In US ex rel. Freedman v. Bayada Home Health Care, Inc., No.3: 19-cv-18753-FLW-ZNQ, 2021 WL 1904735 (DNJ May 12, 2021), a New Jersey district court found that the relator did not plead a known theory of liability under FCA based on defendant Bayada Home Health Care, Inc. (“Bayada”) allegedly fraudulently acquired a home care agency which subsequently billed Medicare for apparently legitimate claims.
In 2011, the Ocean County Board of Health (“Ocean County”) began to consider selling its home care agency. That fall, Bayada asked George Gilmore, a lawyer and local Republican Party chairman, to “lobby” on his behalf in his attempt to buy the Ocean County home care agency.
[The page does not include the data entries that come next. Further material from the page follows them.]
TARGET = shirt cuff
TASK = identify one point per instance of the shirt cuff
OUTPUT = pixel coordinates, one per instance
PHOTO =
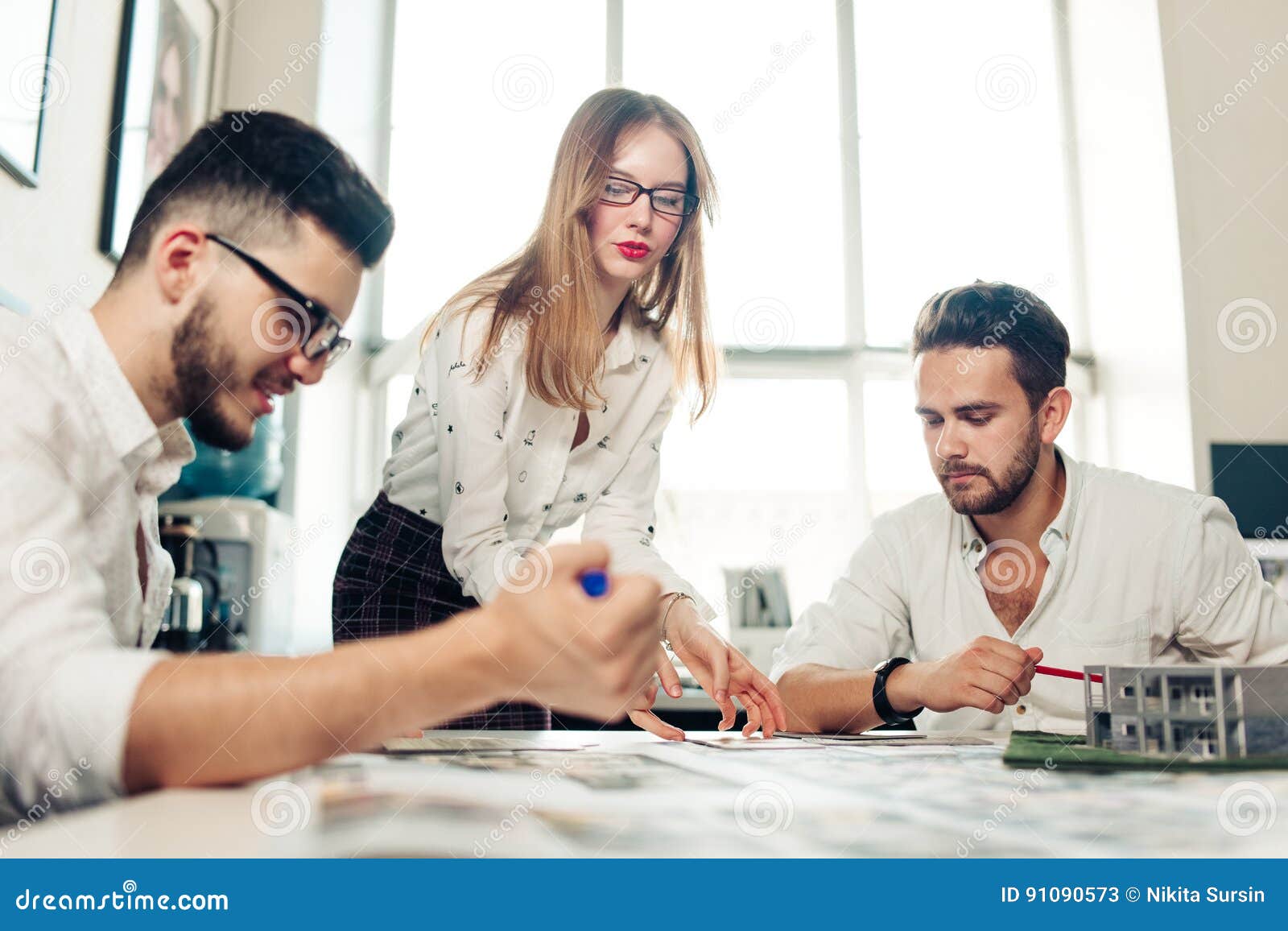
(74, 750)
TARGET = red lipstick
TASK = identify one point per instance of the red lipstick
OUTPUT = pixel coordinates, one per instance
(633, 250)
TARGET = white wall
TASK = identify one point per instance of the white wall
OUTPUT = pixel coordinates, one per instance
(1232, 197)
(49, 234)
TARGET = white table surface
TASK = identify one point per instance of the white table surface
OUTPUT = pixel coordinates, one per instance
(850, 801)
Gilmore has embarked on various efforts to this end and signed a retention agreement for legal services in March 2012. Additionally, days before Bayada submitted his proposal to Ocean County, Bayada’s COO offered Gilmore a “success fee” in addition to his retention agreement. . Bayada did not notify Ocean County of its contingency fee deal with Gilmore, despite the RFP and New Jersey state regulations prohibiting paying lobbyists in this manner. Bayada won the contract, despite an offer of $ 500,000 less than the other bidder. Bayada was licensed from Ocean County in December 2014, registered as a health insurance provider in January 2015, and has billed approximately $ 36 million in health insurance claims to the federal government until in 2019.
Relator (a former Bayada employee) filed a complaint alleging that Bayada’s conduct violated the FCA and advanced theories of fraudulent inducement and false certification theory. The Relator argued that because Bayada fraudulently acquired the Ocean County home health care agency, every subsequent claim Bayada submitted to Medicare was fraudulently induced. The court rejected the Relator’s argument, finding that it had failed to demonstrate how Bayada’s acquisition of the Ocean County home care agency “affects or concerns the United States, or induces an impact on the United States. action on its part, other than by authorizing Bayada to register as a service provider with [the Center for Medicare & Medicaid Services (“CMS”)] seven months later. The tribunal also found that Relator had not cited any facts showing “that the United States would place much less importance – much less decisively – on how Bayada paid its lobbyist, if it was discovered, or that Bayada would have violated municipal contractual provisions / state regulations. respecting contingency fees in the acquisition of the Ocean County Health Care Agency.
The court also rejected the Relator’s false certification theory. Regarding the expression of a false certification, the court found that Bayada did not explicitly state that it complied with the anti-contingency charge provisions of the RFP or similar New Jersey regulations. Regarding the implied false certification, the court concluded that Bayada had only certified the accuracy of its billing information and the veracity of the statements and documents actually included in the claim, and not the certification of “the entire sequence of events leading up to Bayada’s Medicare enrollment. . “
While the court found troubling Bayada’s alleged behavior in fraudulently obtaining the Ocean County home care agency, this case demonstrates the importance of alleging that a fraudulently induced contract affects or relates to United States. As the court reiterated from the Supreme Court decision in Universal Health Services, Inc. v. United States ex. rel. Escobar, 126 S. Ct. 1989, 2003 (2016), the FCA “is not an all-purpose anti-fraud law, nor a means to punish contract violations or regulatory violations of garden varieties”.